The basic question started as a query how to obtain and display, client side, a number of linked pages from a database.

Wouldn't it be easier to simply paginate the XML before it gets to the translator? ie. throw windows of XML data at the translator and translate for each page?

Steve Muench adds:

I've been out to several customers who've tried to do this "paging" in one way or another with XSLT. The least efficient way I've observed is a customer who was querying 25,000 rows of database data into XML (using the Oracle XML SQL Utility) and then using top-level stylesheet parameters and <xsl:if> elements in their stylesheet to "filter" the data to emit only rows N through M of those 25000 onto the browser. (Where M-N is usually in the 10-15 range).

Yikes.

Much more efficient is to, as you suggest, query-up/pass-in only the 15 rows in the current "window" you want to format and not to use the in-memory filtering capability of XSLT as a replacement for the fast indexes that a database might be able to use to quickly return just the rows you want to "see" on the current page.

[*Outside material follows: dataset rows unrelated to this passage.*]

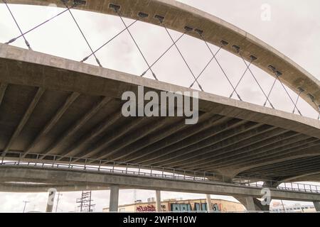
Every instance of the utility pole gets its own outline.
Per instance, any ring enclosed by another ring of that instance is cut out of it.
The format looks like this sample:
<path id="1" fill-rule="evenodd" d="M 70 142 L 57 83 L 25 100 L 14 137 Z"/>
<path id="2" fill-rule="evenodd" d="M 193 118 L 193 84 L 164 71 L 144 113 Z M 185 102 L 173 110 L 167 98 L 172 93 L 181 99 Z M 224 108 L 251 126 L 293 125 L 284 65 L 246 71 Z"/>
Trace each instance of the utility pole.
<path id="1" fill-rule="evenodd" d="M 60 196 L 63 196 L 62 193 L 58 193 L 58 199 L 57 199 L 57 205 L 55 206 L 55 213 L 58 211 L 58 206 L 59 205 Z"/>
<path id="2" fill-rule="evenodd" d="M 23 206 L 23 213 L 26 211 L 26 204 L 30 203 L 30 201 L 23 201 L 24 206 Z"/>
<path id="3" fill-rule="evenodd" d="M 284 210 L 284 213 L 287 213 L 286 209 L 284 208 L 284 206 L 283 204 L 283 201 L 282 200 L 281 201 L 281 203 L 282 204 L 282 208 L 283 208 L 283 210 Z"/>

Terris" <terris@terris.com> adds:

Easier said than done. Databases can not directly perform

select * from A 
return rows 50-60

This is a simple example. Most queries contain joins. Queries can be expensive. The query cost can prohibit executing the same query over and over again, scrolling through the results for the desired subset. And anyway the result set might change between executions. You would be surprised how many sites actually do this though.

You either consume disk or memory, take your pick. If you go the disk route (disk is much cheaper than memory), you either use the database or the file system. For example, you could store XML data sets in files.

One database-based solution is to create a temporary table that holds the query results. This temporary table has an additional "row number" column which is indexed.

There are several problems with this solution...

1. It consumes database resources
2. If you use a "real" temporary table you have to associate a database connection with the session .. don't even try it. So you have no choice but to create real tables on the fly.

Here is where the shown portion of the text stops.